Elle serrait contre elle le souvenir des larmes de son amie, de son sourire tremblant, de ses doigts effleurant le parchemin et le pinceau avec une révérence presque sacrée. Mei-Ling savait qu’elle avait accompli ce que Li Bai lui avait demandé : apporter la paix à Sibylle, sceller leur amour dans des mots et des symboles qui traverseraient la distance et résisteraient au temps.
Un sourire discret se dessina sur ses lèvres. Elle était heureuse pour Sibylle. Vraiment. Pourtant, tandis qu’elle avançait vers ses quartiers, une question plus personnelle, plus intime, vint troubler sa sérénité.
Et moi ?
Son cœur battrait-il un jour ainsi pour quelqu’un ? Avec cette intensité, cette pureté, cette certitude qui semblait unir Sibylle et Li Bai malgré les océans et les années ?

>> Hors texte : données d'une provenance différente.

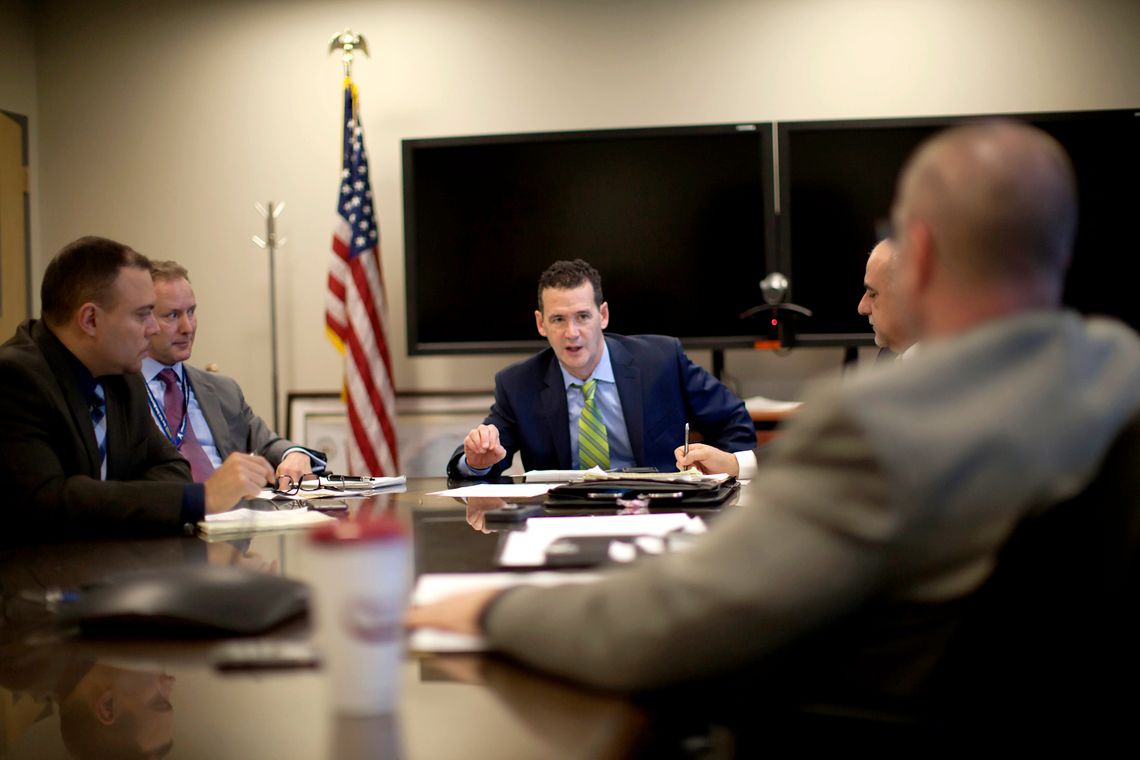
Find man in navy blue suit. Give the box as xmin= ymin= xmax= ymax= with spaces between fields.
xmin=447 ymin=259 xmax=756 ymax=477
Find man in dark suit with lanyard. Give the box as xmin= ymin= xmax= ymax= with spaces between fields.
xmin=143 ymin=261 xmax=326 ymax=482
xmin=0 ymin=237 xmax=274 ymax=541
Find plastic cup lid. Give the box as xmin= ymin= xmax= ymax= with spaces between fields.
xmin=309 ymin=517 xmax=408 ymax=544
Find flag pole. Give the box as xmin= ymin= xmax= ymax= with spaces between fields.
xmin=253 ymin=201 xmax=287 ymax=434
xmin=325 ymin=28 xmax=399 ymax=475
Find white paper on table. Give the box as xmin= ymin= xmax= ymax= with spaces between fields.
xmin=428 ymin=483 xmax=553 ymax=499
xmin=258 ymin=475 xmax=408 ymax=501
xmin=744 ymin=395 xmax=804 ymax=412
xmin=198 ymin=508 xmax=336 ymax=536
xmin=498 ymin=512 xmax=706 ymax=567
xmin=408 ymin=572 xmax=600 ymax=652
xmin=523 ymin=465 xmax=605 ymax=483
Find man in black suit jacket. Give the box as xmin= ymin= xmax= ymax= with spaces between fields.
xmin=447 ymin=259 xmax=756 ymax=477
xmin=0 ymin=237 xmax=272 ymax=542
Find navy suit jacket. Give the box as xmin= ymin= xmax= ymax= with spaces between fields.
xmin=0 ymin=320 xmax=192 ymax=544
xmin=447 ymin=333 xmax=756 ymax=477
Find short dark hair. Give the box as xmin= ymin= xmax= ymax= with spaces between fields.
xmin=538 ymin=259 xmax=605 ymax=311
xmin=40 ymin=236 xmax=150 ymax=325
xmin=150 ymin=261 xmax=190 ymax=283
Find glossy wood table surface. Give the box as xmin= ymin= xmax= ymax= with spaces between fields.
xmin=0 ymin=480 xmax=661 ymax=760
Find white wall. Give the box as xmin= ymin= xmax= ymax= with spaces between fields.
xmin=13 ymin=0 xmax=1140 ymax=415
xmin=0 ymin=0 xmax=43 ymax=296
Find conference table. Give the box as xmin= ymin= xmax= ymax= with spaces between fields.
xmin=0 ymin=479 xmax=748 ymax=760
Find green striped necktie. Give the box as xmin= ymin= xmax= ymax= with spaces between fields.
xmin=575 ymin=379 xmax=610 ymax=469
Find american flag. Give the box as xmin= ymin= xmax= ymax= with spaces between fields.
xmin=325 ymin=79 xmax=399 ymax=475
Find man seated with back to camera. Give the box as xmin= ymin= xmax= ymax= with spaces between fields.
xmin=143 ymin=261 xmax=327 ymax=487
xmin=447 ymin=259 xmax=756 ymax=479
xmin=408 ymin=122 xmax=1140 ymax=728
xmin=0 ymin=237 xmax=274 ymax=541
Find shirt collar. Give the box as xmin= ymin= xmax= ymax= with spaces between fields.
xmin=143 ymin=357 xmax=182 ymax=383
xmin=559 ymin=337 xmax=613 ymax=390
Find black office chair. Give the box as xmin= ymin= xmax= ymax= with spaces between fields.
xmin=930 ymin=410 xmax=1140 ymax=742
xmin=642 ymin=417 xmax=1140 ymax=758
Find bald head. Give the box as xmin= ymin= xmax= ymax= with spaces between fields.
xmin=858 ymin=239 xmax=914 ymax=353
xmin=895 ymin=121 xmax=1076 ymax=291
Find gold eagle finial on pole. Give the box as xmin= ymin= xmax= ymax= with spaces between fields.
xmin=328 ymin=26 xmax=371 ymax=77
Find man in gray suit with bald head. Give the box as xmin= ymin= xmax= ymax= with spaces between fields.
xmin=143 ymin=261 xmax=327 ymax=485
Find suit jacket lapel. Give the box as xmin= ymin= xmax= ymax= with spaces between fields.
xmin=102 ymin=377 xmax=130 ymax=480
xmin=539 ymin=351 xmax=571 ymax=469
xmin=182 ymin=363 xmax=230 ymax=461
xmin=605 ymin=338 xmax=645 ymax=461
xmin=32 ymin=322 xmax=102 ymax=479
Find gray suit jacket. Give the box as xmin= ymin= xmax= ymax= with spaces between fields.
xmin=185 ymin=365 xmax=326 ymax=467
xmin=483 ymin=312 xmax=1140 ymax=690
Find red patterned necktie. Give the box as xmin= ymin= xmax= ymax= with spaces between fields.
xmin=158 ymin=367 xmax=213 ymax=483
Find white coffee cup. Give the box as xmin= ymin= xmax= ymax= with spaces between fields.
xmin=308 ymin=520 xmax=408 ymax=716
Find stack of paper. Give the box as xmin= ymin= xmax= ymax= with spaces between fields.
xmin=198 ymin=509 xmax=336 ymax=536
xmin=428 ymin=483 xmax=553 ymax=499
xmin=498 ymin=512 xmax=707 ymax=567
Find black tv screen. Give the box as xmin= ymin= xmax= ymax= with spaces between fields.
xmin=404 ymin=124 xmax=775 ymax=354
xmin=775 ymin=109 xmax=1140 ymax=345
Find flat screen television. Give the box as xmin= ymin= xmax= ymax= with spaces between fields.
xmin=775 ymin=109 xmax=1140 ymax=345
xmin=402 ymin=123 xmax=775 ymax=354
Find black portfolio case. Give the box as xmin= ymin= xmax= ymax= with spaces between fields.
xmin=544 ymin=477 xmax=740 ymax=509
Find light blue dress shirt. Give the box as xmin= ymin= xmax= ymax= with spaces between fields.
xmin=458 ymin=340 xmax=637 ymax=477
xmin=143 ymin=357 xmax=316 ymax=473
xmin=143 ymin=357 xmax=221 ymax=469
xmin=559 ymin=342 xmax=637 ymax=469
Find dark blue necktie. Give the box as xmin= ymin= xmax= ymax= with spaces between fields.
xmin=91 ymin=383 xmax=107 ymax=480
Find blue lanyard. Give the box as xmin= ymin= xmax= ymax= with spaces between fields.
xmin=145 ymin=365 xmax=190 ymax=449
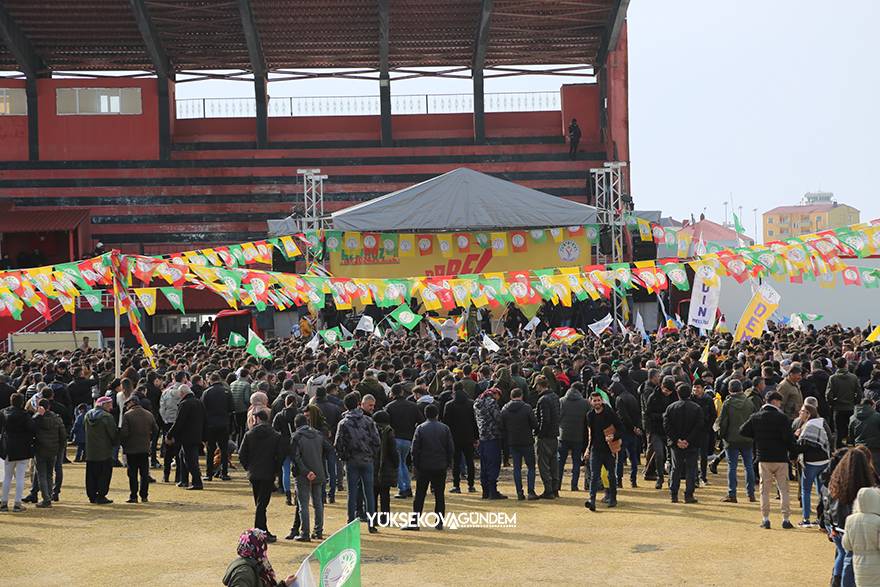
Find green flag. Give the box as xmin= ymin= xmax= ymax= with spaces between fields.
xmin=311 ymin=520 xmax=361 ymax=587
xmin=318 ymin=326 xmax=342 ymax=345
xmin=391 ymin=304 xmax=422 ymax=330
xmin=245 ymin=328 xmax=272 ymax=359
xmin=81 ymin=289 xmax=104 ymax=312
xmin=733 ymin=212 xmax=746 ymax=234
xmin=159 ymin=287 xmax=186 ymax=314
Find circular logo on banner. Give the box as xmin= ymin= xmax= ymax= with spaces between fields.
xmin=556 ymin=241 xmax=581 ymax=263
xmin=321 ymin=548 xmax=358 ymax=587
xmin=788 ymin=247 xmax=807 ymax=263
xmin=727 ymin=259 xmax=746 ymax=275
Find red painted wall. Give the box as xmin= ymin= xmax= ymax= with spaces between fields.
xmin=557 ymin=84 xmax=602 ymax=150
xmin=0 ymin=80 xmax=28 ymax=161
xmin=607 ymin=24 xmax=631 ymax=175
xmin=37 ymin=79 xmax=159 ymax=161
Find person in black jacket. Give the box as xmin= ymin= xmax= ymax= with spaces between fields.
xmin=0 ymin=393 xmax=36 ymax=512
xmin=311 ymin=387 xmax=344 ymax=503
xmin=272 ymin=394 xmax=298 ymax=505
xmin=645 ymin=375 xmax=675 ymax=489
xmin=663 ymin=383 xmax=705 ymax=503
xmin=614 ymin=383 xmax=642 ymax=487
xmin=584 ymin=391 xmax=623 ymax=512
xmin=535 ymin=375 xmax=559 ymax=499
xmin=166 ymin=385 xmax=205 ymax=490
xmin=691 ymin=379 xmax=718 ymax=485
xmin=443 ymin=381 xmax=479 ymax=493
xmin=739 ymin=391 xmax=796 ymax=530
xmin=238 ymin=410 xmax=288 ymax=542
xmin=385 ymin=383 xmax=425 ymax=499
xmin=405 ymin=405 xmax=454 ymax=530
xmin=501 ymin=387 xmax=540 ymax=500
xmin=201 ymin=371 xmax=234 ymax=481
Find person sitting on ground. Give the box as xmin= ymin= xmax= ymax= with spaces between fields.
xmin=223 ymin=528 xmax=296 ymax=587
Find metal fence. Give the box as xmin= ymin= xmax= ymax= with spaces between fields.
xmin=177 ymin=92 xmax=560 ymax=119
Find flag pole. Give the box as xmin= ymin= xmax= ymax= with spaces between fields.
xmin=113 ymin=277 xmax=122 ymax=379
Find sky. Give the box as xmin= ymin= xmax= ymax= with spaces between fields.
xmin=177 ymin=0 xmax=880 ymax=241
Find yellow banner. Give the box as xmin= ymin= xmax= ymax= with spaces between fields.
xmin=733 ymin=283 xmax=780 ymax=342
xmin=328 ymin=233 xmax=591 ymax=278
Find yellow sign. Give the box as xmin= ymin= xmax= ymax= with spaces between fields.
xmin=328 ymin=229 xmax=591 ymax=278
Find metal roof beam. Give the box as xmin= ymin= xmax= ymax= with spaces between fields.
xmin=129 ymin=0 xmax=171 ymax=78
xmin=378 ymin=0 xmax=393 ymax=147
xmin=471 ymin=0 xmax=493 ymax=143
xmin=238 ymin=0 xmax=269 ymax=147
xmin=596 ymin=0 xmax=629 ymax=67
xmin=0 ymin=4 xmax=49 ymax=79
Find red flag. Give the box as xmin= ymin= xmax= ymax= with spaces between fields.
xmin=510 ymin=230 xmax=529 ymax=253
xmin=416 ymin=234 xmax=434 ymax=257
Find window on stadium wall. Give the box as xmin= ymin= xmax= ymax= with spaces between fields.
xmin=55 ymin=88 xmax=143 ymax=115
xmin=153 ymin=314 xmax=214 ymax=334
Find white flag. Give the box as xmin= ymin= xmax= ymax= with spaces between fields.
xmin=589 ymin=314 xmax=614 ymax=336
xmin=523 ymin=316 xmax=541 ymax=332
xmin=354 ymin=314 xmax=374 ymax=332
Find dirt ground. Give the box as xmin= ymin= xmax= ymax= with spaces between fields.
xmin=0 ymin=454 xmax=834 ymax=587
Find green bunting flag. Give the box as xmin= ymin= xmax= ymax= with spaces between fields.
xmin=245 ymin=328 xmax=272 ymax=359
xmin=311 ymin=520 xmax=361 ymax=587
xmin=318 ymin=326 xmax=342 ymax=345
xmin=391 ymin=304 xmax=422 ymax=330
xmin=81 ymin=289 xmax=104 ymax=312
xmin=159 ymin=287 xmax=186 ymax=314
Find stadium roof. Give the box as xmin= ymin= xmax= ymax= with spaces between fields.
xmin=0 ymin=0 xmax=629 ymax=73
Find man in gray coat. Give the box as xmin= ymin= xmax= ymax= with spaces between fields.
xmin=292 ymin=414 xmax=332 ymax=542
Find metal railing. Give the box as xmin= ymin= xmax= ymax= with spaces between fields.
xmin=177 ymin=92 xmax=561 ymax=119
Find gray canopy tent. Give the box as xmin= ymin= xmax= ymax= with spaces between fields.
xmin=328 ymin=168 xmax=596 ymax=232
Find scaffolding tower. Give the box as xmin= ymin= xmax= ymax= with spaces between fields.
xmin=296 ymin=169 xmax=327 ymax=264
xmin=590 ymin=161 xmax=632 ymax=332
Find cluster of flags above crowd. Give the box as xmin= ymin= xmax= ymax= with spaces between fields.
xmin=0 ymin=219 xmax=880 ymax=360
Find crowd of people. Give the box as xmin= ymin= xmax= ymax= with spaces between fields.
xmin=0 ymin=326 xmax=880 ymax=585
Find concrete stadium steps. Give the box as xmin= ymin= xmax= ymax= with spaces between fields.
xmin=0 ymin=137 xmax=604 ymax=254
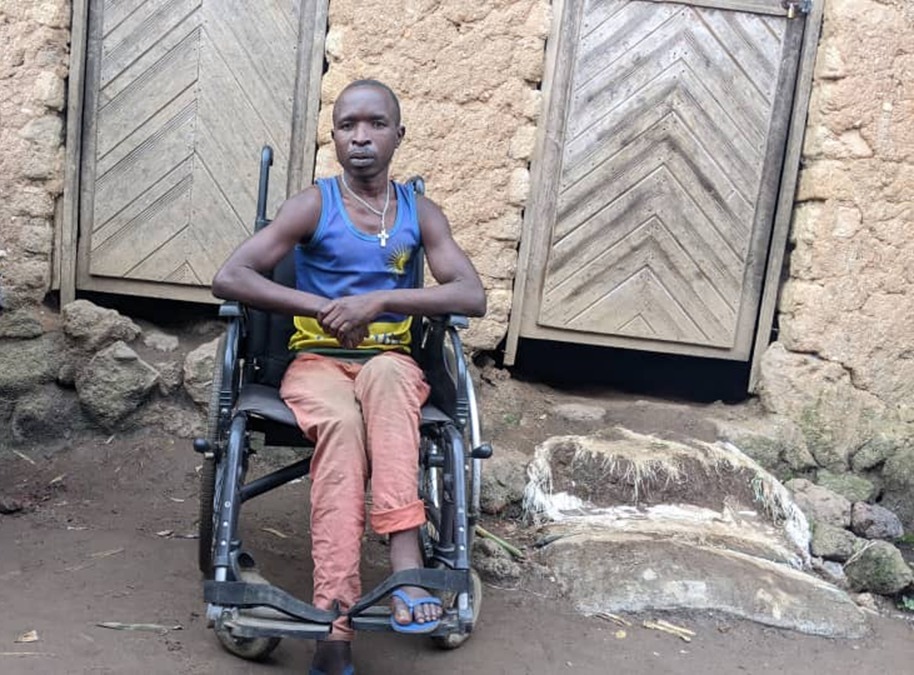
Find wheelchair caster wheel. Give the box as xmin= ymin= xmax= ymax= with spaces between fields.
xmin=216 ymin=628 xmax=282 ymax=661
xmin=432 ymin=570 xmax=482 ymax=649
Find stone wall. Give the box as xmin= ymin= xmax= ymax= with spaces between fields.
xmin=761 ymin=0 xmax=914 ymax=523
xmin=0 ymin=0 xmax=70 ymax=314
xmin=317 ymin=0 xmax=550 ymax=349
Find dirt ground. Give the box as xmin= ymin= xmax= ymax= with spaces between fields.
xmin=0 ymin=381 xmax=914 ymax=675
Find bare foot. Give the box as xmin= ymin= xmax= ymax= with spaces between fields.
xmin=390 ymin=528 xmax=441 ymax=625
xmin=311 ymin=640 xmax=352 ymax=675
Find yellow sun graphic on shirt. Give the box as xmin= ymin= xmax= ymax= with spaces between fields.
xmin=387 ymin=246 xmax=411 ymax=275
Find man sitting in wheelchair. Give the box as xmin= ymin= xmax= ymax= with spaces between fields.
xmin=212 ymin=80 xmax=486 ymax=673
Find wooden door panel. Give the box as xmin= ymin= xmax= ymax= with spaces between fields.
xmin=534 ymin=0 xmax=800 ymax=358
xmin=78 ymin=0 xmax=318 ymax=299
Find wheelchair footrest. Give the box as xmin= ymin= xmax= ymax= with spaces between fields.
xmin=348 ymin=569 xmax=472 ymax=618
xmin=217 ymin=610 xmax=330 ymax=640
xmin=349 ymin=607 xmax=458 ymax=637
xmin=203 ymin=581 xmax=340 ymax=625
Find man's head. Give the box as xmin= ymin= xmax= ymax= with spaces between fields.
xmin=331 ymin=80 xmax=406 ymax=177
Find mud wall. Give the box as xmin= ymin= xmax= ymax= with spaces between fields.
xmin=0 ymin=0 xmax=70 ymax=314
xmin=761 ymin=0 xmax=914 ymax=522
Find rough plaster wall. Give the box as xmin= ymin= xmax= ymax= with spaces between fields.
xmin=317 ymin=0 xmax=550 ymax=349
xmin=761 ymin=0 xmax=914 ymax=460
xmin=0 ymin=0 xmax=70 ymax=309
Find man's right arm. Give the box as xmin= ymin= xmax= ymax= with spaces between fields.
xmin=212 ymin=187 xmax=328 ymax=316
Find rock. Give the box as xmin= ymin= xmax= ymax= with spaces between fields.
xmin=57 ymin=363 xmax=76 ymax=389
xmin=759 ymin=342 xmax=885 ymax=473
xmin=0 ymin=495 xmax=23 ymax=516
xmin=0 ymin=333 xmax=67 ymax=395
xmin=479 ymin=448 xmax=527 ymax=515
xmin=844 ymin=541 xmax=914 ymax=595
xmin=0 ymin=307 xmax=44 ymax=339
xmin=851 ymin=433 xmax=903 ymax=472
xmin=10 ymin=384 xmax=90 ymax=444
xmin=714 ymin=415 xmax=817 ymax=475
xmin=880 ymin=441 xmax=914 ymax=532
xmin=143 ymin=331 xmax=179 ymax=352
xmin=552 ymin=403 xmax=606 ymax=422
xmin=473 ymin=537 xmax=522 ymax=583
xmin=524 ymin=427 xmax=810 ymax=568
xmin=851 ymin=502 xmax=904 ymax=539
xmin=76 ymin=341 xmax=159 ymax=429
xmin=184 ymin=337 xmax=219 ymax=406
xmin=122 ymin=400 xmax=201 ymax=440
xmin=845 ymin=596 xmax=879 ymax=612
xmin=816 ymin=469 xmax=876 ymax=503
xmin=814 ymin=560 xmax=859 ymax=588
xmin=810 ymin=523 xmax=866 ymax=562
xmin=536 ymin=527 xmax=867 ymax=637
xmin=154 ymin=361 xmax=184 ymax=396
xmin=784 ymin=478 xmax=851 ymax=528
xmin=61 ymin=300 xmax=142 ymax=351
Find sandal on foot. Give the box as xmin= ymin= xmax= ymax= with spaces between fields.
xmin=308 ymin=663 xmax=355 ymax=675
xmin=390 ymin=589 xmax=441 ymax=635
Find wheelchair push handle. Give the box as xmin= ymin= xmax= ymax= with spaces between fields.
xmin=254 ymin=145 xmax=273 ymax=232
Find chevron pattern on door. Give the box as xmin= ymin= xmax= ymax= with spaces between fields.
xmin=537 ymin=0 xmax=786 ymax=349
xmin=82 ymin=0 xmax=301 ymax=286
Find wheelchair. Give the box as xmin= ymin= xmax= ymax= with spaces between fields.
xmin=193 ymin=146 xmax=492 ymax=660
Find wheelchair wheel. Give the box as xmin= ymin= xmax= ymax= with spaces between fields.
xmin=197 ymin=335 xmax=226 ymax=579
xmin=216 ymin=628 xmax=282 ymax=661
xmin=432 ymin=570 xmax=482 ymax=649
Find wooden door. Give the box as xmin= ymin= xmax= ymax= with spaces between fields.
xmin=77 ymin=0 xmax=326 ymax=301
xmin=509 ymin=0 xmax=804 ymax=362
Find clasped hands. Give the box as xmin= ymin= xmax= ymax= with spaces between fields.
xmin=315 ymin=293 xmax=382 ymax=349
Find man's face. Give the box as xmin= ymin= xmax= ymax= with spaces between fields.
xmin=332 ymin=85 xmax=405 ymax=178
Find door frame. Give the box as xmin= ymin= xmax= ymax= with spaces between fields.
xmin=52 ymin=0 xmax=330 ymax=306
xmin=504 ymin=0 xmax=824 ymax=391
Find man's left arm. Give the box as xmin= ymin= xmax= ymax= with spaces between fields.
xmin=318 ymin=197 xmax=486 ymax=332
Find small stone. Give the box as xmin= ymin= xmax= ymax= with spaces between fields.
xmin=851 ymin=502 xmax=904 ymax=539
xmin=473 ymin=538 xmax=522 ymax=583
xmin=57 ymin=363 xmax=76 ymax=388
xmin=851 ymin=433 xmax=901 ymax=473
xmin=0 ymin=496 xmax=23 ymax=516
xmin=0 ymin=308 xmax=44 ymax=339
xmin=143 ymin=331 xmax=179 ymax=352
xmin=844 ymin=541 xmax=914 ymax=595
xmin=76 ymin=342 xmax=159 ymax=429
xmin=184 ymin=337 xmax=219 ymax=406
xmin=479 ymin=448 xmax=527 ymax=515
xmin=154 ymin=361 xmax=184 ymax=396
xmin=552 ymin=403 xmax=606 ymax=422
xmin=816 ymin=469 xmax=876 ymax=502
xmin=810 ymin=523 xmax=866 ymax=562
xmin=61 ymin=300 xmax=142 ymax=351
xmin=813 ymin=560 xmax=847 ymax=586
xmin=784 ymin=478 xmax=851 ymax=528
xmin=851 ymin=593 xmax=879 ymax=612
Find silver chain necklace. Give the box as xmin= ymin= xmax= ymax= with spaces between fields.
xmin=340 ymin=173 xmax=390 ymax=248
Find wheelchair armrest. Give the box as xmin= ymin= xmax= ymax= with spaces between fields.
xmin=219 ymin=300 xmax=244 ymax=319
xmin=426 ymin=314 xmax=470 ymax=330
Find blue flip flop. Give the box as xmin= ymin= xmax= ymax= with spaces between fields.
xmin=390 ymin=588 xmax=441 ymax=635
xmin=308 ymin=663 xmax=355 ymax=675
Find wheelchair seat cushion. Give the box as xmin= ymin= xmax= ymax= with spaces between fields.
xmin=236 ymin=384 xmax=451 ymax=427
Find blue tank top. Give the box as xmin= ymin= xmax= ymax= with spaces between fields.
xmin=289 ymin=178 xmax=421 ymax=351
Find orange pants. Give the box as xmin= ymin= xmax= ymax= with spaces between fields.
xmin=280 ymin=352 xmax=429 ymax=640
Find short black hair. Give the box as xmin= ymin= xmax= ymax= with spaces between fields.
xmin=337 ymin=79 xmax=400 ymax=126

Elle imaginait cet homme idéal, celui qui saurait toucher son âme comme Li Bai avait touché celle de Sibylle. Serait-il un érudit, un poète, capable de lui offrir des mots aussi beaux que ceux qu’elle venait de transmettre ? Ou peut-être un guerrier, dont la force tranquille égalerait sa propre grâce ? Ou encore un voyageur, comme elle, qui comprendrait le poids des distances et le prix des retrouvailles ?
Elle se demanda si elle le reconnaîtrait, ce cœur qui battrait pour elle. Peut-être dans un regard, une hésitation, un silence éloquent. Peut-être dans la façon dont il lui tendrait une lettre, ou un pinceau, ou simplement sa main.
Le vent frais de la nuit entrant par des verrières ouvertes caressa ses cheveux tandis qu’elle atteignait enfin la porte de ses appartements. Elle marqua une pause, levant les yeux vers le ciel étoilé. La lune, cette même lune qui veillait sur Sibylle et Li Bai, brillait aussi pour elle.
Mei-Ling sourit, cette fois avec une pointe de curiosité, presque d’impatience.
Peut-être un jour.
Et sur cette pensée, elle poussa doucement la porte, laissant derrière elle les questions sans réponses, mais emportant l’espoir d’un amour aussi profond et vrai.